After battling their way through the woods and the town, Soo and Tyler arrive at his parents' place only to discover that every one on the island, including Tyler's mother and father, have been transformed. The duo battle their way through a mob of monsters and discover Doctor Menlove, a person they had met earlier in the story before the gas was released by the earthquake. The doctor's transformation has been delayed because he was high on marijuana when the Black Gas came; he explains that the chemicals make the mind and body change, creating an insatiable hunger and a primitive desire to eat and kill. He gives them the keys to his boat and then begs for death. As Tyler and Soo battle off a group of islanders, the doctor warns them that the toxin from the Black Gas is excreted from the tears and saliva of the infected. The couple makes a break for the boat but once they escape the island, Soo realises that Tyler has become infected and she has to kill him. The horror doesn't end there, Soo approaches the mainland (possibly somewhere in New England) only to see the city ablaze and in a state of anarchy.

===Volume 2===
Soo arrives in the city and sees it is just like the island. She encounters a pair of police officers, Johnny Rader and Wilmont, and explains to them what happened on Smoky Island and how the toxins are spread. Wilmont has been bitten and Soo quickly puts a bullet through his brain after a standoff between Wilmont and Rader. A helicopter flies overhead but rather than offer help it drops a bomb on the hospital where uninfected were taking refuge and then begins tailing Soo and Rader. The two are able to escape the chopper and take cover in an abandoned building. Rader uses his squad car radio to request an evacuation but a monster driving a car destroys the rescue helicopter and their squad car. Realizing the gravity of the situation, Rader decides that no one can be allowed to escape the area. He shoots Soo, whose mind has snapped from the horror, puts on riot armour, arms himself to the teeth, and goes on the offensive. Rader begins annihilating the monsters by blowing up gas stations and buildings, only to look up and see a F-117A stealth bomber dropping a nuclear device on the city. The explosion creates a giant cloud of Black Gas that begins spreading over the entire planet.

==Zombies==
Throughout the series the characters frequently refer to the monsters as Zombies; however they do not fit the classical definitions of being reanimated corpses or will-less people controlled by another. The Black Gas transforms people and animals into aggressive murderous carnivores that seem indifferent to most injury, but they are definitely not mindless and in fact carry on conversations with their victims. The monsters are aware of their acts yet are unable to help themselves. In some cases they express regret at what they are doing yet are unable to stop, whereas others seem to show no remorse whatsoever. The infection is spread by the monsters through saliva and tears, so being bitten can transform a regular person into a monster.
The solicitations for the series also advertise it as a "full-color zombie epic!”

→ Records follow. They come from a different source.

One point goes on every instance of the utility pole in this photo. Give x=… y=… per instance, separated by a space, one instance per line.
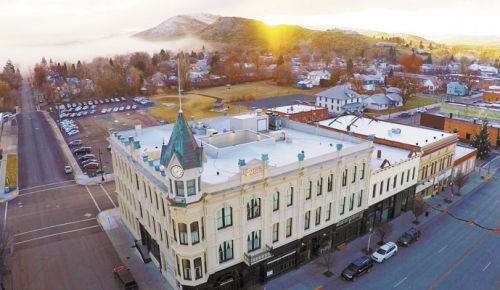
x=100 y=165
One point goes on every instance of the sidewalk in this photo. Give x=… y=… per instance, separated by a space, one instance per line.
x=146 y=275
x=309 y=276
x=8 y=144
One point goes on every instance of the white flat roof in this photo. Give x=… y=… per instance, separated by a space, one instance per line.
x=295 y=109
x=461 y=151
x=280 y=153
x=392 y=154
x=384 y=130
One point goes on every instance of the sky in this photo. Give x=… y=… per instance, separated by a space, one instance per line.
x=42 y=23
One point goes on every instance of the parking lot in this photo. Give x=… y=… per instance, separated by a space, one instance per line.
x=87 y=125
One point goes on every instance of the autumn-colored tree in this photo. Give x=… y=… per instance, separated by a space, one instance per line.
x=411 y=63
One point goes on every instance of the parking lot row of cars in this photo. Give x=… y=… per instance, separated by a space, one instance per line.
x=69 y=127
x=364 y=264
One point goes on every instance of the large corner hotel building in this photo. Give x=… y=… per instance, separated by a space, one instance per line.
x=233 y=200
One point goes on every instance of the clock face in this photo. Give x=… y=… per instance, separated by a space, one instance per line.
x=177 y=171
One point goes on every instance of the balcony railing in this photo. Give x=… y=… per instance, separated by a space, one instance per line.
x=257 y=258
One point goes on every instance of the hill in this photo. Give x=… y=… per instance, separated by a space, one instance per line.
x=178 y=27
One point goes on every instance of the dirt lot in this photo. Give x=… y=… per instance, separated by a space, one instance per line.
x=94 y=130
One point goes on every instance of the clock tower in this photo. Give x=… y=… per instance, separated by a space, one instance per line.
x=183 y=160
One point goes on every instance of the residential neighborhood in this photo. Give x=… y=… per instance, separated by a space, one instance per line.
x=252 y=149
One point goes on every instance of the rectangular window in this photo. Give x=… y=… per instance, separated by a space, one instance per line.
x=191 y=187
x=308 y=189
x=253 y=241
x=288 y=227
x=319 y=186
x=253 y=208
x=186 y=269
x=344 y=178
x=183 y=234
x=224 y=217
x=330 y=183
x=289 y=196
x=318 y=215
x=328 y=211
x=225 y=251
x=276 y=201
x=307 y=219
x=179 y=188
x=276 y=232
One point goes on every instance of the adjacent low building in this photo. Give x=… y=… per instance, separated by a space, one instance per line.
x=435 y=148
x=340 y=99
x=228 y=201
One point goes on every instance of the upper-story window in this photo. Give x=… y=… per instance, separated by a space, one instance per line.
x=330 y=183
x=276 y=201
x=191 y=187
x=253 y=241
x=308 y=189
x=224 y=217
x=225 y=251
x=179 y=188
x=183 y=234
x=289 y=196
x=195 y=233
x=253 y=208
x=319 y=186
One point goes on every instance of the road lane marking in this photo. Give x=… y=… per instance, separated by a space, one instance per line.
x=53 y=226
x=59 y=182
x=93 y=199
x=5 y=216
x=399 y=283
x=442 y=249
x=57 y=234
x=48 y=189
x=486 y=267
x=105 y=191
x=458 y=262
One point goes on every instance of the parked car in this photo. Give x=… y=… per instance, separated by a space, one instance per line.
x=68 y=169
x=75 y=143
x=410 y=236
x=386 y=251
x=92 y=165
x=124 y=278
x=357 y=268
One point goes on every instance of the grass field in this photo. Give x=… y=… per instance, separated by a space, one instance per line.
x=412 y=103
x=192 y=105
x=253 y=90
x=11 y=177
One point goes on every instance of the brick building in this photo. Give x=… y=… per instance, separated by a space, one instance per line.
x=465 y=127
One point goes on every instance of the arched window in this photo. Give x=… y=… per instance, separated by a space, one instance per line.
x=224 y=217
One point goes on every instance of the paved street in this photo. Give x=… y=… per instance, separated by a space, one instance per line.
x=58 y=242
x=450 y=255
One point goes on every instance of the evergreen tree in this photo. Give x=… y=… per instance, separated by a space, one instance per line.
x=481 y=142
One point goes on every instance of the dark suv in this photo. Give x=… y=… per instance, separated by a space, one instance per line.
x=357 y=268
x=409 y=237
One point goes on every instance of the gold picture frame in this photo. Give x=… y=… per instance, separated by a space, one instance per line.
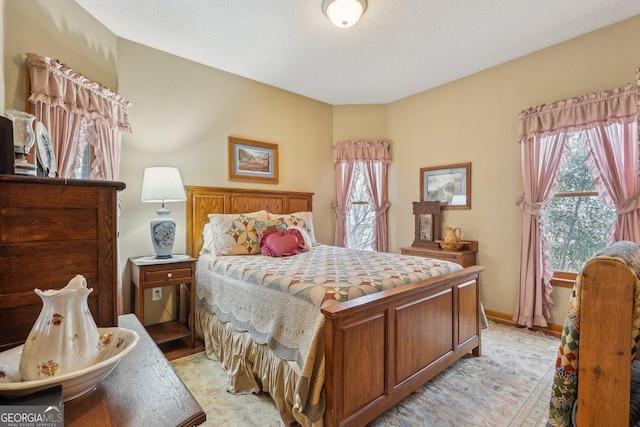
x=427 y=223
x=450 y=185
x=251 y=160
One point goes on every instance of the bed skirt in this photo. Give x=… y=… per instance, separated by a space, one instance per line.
x=253 y=368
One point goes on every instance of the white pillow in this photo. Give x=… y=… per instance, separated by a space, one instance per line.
x=207 y=234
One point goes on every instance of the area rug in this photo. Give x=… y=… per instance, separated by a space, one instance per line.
x=509 y=385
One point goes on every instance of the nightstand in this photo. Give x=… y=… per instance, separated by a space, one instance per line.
x=465 y=257
x=150 y=272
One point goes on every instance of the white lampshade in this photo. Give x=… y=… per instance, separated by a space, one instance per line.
x=162 y=184
x=344 y=13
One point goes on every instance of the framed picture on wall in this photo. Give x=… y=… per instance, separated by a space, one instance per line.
x=427 y=223
x=450 y=185
x=253 y=160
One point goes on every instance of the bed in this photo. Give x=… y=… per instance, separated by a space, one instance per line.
x=360 y=356
x=597 y=379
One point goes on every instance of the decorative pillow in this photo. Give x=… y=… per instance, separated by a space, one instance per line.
x=303 y=220
x=235 y=234
x=281 y=243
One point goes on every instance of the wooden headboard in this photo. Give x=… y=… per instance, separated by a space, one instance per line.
x=201 y=201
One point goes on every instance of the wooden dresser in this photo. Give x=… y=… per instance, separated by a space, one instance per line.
x=50 y=230
x=465 y=257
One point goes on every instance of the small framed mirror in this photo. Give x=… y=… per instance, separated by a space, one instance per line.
x=427 y=223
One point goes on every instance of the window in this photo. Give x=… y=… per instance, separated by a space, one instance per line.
x=361 y=216
x=576 y=222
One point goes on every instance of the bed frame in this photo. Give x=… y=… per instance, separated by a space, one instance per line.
x=604 y=368
x=378 y=348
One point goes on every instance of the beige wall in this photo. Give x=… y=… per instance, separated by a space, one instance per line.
x=61 y=30
x=183 y=113
x=475 y=119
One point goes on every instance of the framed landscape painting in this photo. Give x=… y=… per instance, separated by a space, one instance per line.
x=253 y=160
x=450 y=185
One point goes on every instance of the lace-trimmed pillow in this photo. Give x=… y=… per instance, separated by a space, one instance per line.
x=235 y=234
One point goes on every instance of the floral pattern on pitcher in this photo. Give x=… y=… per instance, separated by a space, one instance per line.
x=57 y=319
x=48 y=369
x=105 y=340
x=64 y=338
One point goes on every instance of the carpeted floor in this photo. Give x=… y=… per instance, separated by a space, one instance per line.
x=508 y=385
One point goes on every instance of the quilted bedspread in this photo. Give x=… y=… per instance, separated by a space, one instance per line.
x=565 y=382
x=278 y=300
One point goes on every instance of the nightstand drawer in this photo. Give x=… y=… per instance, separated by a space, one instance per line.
x=166 y=275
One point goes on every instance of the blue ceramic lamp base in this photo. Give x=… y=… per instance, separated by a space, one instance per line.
x=163 y=233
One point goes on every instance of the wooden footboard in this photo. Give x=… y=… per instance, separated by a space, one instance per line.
x=378 y=348
x=382 y=347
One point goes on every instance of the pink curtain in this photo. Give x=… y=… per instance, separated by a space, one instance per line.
x=542 y=134
x=612 y=157
x=375 y=157
x=542 y=158
x=342 y=204
x=69 y=104
x=376 y=174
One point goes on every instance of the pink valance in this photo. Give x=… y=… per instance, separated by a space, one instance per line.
x=369 y=150
x=54 y=83
x=575 y=113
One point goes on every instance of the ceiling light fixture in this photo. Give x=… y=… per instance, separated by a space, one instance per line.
x=344 y=13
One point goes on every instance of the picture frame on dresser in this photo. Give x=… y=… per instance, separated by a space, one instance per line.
x=427 y=223
x=449 y=184
x=254 y=161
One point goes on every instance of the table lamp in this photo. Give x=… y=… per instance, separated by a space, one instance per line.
x=162 y=184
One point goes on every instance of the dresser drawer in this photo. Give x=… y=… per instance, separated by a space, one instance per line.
x=167 y=275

Ellis has said "The Warren Ellis zombie, in its early phase, is actually aware of what's happening to its brain and body. In its early phase, the 'Blackgas' zombie can actually talk." Although there are classic elements of the zombie genre (cannibalism and the bite spreading the infection) Ellis has concentrated on other aspects stating "the big thing is psychological: the black gas releases the worst things in our heads. They don't just eat people. They do utterly disgusting things. All that black stuff in the back of our brains that we never act on... That all comes out. They're out of control, but technically they're not mindless. They're just beyond reasoning with"

==Collected editions==
A trade paperback collection of the series was published by Avatar Press in 2007 (ISBN 1592910459) as was a hardcover (ISBN 1592910467).